The evaluation of the role of different sources of uncertainty in regional climate projections is one of the main goals of CORDEX. In particular, uncertainties arising from the different formulation of current Regional Climate Models (RCMs) are assessed by using an ensemble of simulations from different models. However, this approach makes difficult to determine which parts of the formulation are contributing the most to the uncertainty.

In this work, this uncertainty is explored within Euro-CORDEX by means of a single model run under different configuration. The Weather Research and Forecasting (WRF) model was used to produce an ensemble of 9 different configurations. These included not only physical parameterizations, but also other options. We isolated the effect of parameterizations by simulating a single year (2001) with all members, but changing only the physical schemes. We found that the differences among the Euro-CORDEX WRF members are mainly due to the selection of physical parameterizations.
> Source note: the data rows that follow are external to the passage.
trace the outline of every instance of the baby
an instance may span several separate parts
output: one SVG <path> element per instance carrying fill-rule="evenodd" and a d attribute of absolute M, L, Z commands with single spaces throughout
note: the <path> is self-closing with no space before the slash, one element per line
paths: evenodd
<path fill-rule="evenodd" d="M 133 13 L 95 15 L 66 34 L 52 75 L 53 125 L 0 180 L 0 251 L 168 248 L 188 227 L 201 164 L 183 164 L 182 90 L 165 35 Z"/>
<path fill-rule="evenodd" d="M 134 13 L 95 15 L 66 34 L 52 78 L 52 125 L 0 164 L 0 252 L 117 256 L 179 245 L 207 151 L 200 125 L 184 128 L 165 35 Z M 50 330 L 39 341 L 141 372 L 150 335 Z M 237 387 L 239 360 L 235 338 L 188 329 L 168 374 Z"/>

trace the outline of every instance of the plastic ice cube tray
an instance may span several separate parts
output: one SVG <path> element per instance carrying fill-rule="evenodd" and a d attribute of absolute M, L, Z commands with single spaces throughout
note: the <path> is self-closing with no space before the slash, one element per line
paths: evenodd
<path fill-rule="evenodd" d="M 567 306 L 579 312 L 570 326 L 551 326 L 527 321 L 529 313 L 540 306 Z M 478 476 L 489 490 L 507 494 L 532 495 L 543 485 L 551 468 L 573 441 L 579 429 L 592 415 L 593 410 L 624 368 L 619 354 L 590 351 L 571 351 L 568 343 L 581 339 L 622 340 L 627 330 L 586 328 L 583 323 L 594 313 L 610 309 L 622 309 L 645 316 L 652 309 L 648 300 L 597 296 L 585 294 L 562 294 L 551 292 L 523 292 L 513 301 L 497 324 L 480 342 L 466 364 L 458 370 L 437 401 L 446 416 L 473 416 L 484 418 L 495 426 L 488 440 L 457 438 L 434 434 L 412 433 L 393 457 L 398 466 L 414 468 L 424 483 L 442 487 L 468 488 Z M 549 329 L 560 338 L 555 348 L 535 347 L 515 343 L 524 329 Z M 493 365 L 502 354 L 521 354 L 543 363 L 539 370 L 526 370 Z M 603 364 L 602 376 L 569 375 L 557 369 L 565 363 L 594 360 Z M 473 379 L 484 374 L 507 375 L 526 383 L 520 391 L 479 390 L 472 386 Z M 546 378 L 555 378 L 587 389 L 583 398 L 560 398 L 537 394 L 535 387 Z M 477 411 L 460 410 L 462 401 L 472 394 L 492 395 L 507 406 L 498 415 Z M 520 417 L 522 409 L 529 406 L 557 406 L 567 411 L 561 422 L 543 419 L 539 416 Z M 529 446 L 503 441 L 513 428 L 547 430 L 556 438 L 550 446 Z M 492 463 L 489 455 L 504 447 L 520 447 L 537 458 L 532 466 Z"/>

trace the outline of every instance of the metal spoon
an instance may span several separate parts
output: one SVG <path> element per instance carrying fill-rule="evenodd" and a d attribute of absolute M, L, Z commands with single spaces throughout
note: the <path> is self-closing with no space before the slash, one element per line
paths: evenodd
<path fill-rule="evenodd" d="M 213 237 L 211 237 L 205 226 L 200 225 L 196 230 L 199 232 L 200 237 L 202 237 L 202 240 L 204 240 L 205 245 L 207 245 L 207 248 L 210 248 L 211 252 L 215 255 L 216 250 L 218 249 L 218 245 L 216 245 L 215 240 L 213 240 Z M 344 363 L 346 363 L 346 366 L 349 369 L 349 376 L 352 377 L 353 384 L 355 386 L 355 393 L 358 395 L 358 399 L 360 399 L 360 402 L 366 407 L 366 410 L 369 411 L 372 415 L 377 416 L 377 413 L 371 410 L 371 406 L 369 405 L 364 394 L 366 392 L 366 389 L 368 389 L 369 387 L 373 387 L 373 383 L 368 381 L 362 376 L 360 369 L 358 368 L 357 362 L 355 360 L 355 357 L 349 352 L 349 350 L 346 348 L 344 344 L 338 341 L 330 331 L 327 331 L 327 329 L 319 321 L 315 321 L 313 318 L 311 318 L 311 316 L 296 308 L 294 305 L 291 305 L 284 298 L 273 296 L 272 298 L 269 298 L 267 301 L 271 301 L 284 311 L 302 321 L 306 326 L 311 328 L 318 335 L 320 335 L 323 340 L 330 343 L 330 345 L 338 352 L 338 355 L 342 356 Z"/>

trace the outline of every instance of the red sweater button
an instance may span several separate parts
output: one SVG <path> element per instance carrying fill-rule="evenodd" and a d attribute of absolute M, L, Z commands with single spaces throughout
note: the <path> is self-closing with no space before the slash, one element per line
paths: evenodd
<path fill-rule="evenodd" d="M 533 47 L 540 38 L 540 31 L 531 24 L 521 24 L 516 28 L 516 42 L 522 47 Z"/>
The study focuses not only in temperature and precipitation, but also on other important variables such as soil moisture, cloud cover and turbulent fluxes. The largest sensitivity corresponds to the cumulus scheme, and occurs during summer. This sensitivity is amplified by a feedback between cloud cover and soil moisture.

Furthermore, another ensemble containing more than 200 different configurations was created to explore the extreme heat event of 2003. We found that only few physics combinations could reach the highest temperatures. Much of the variation is again due to the cumulus schemes, but also a large sensitivity is found to the choice of the radiation schemes, especially during the warmest days.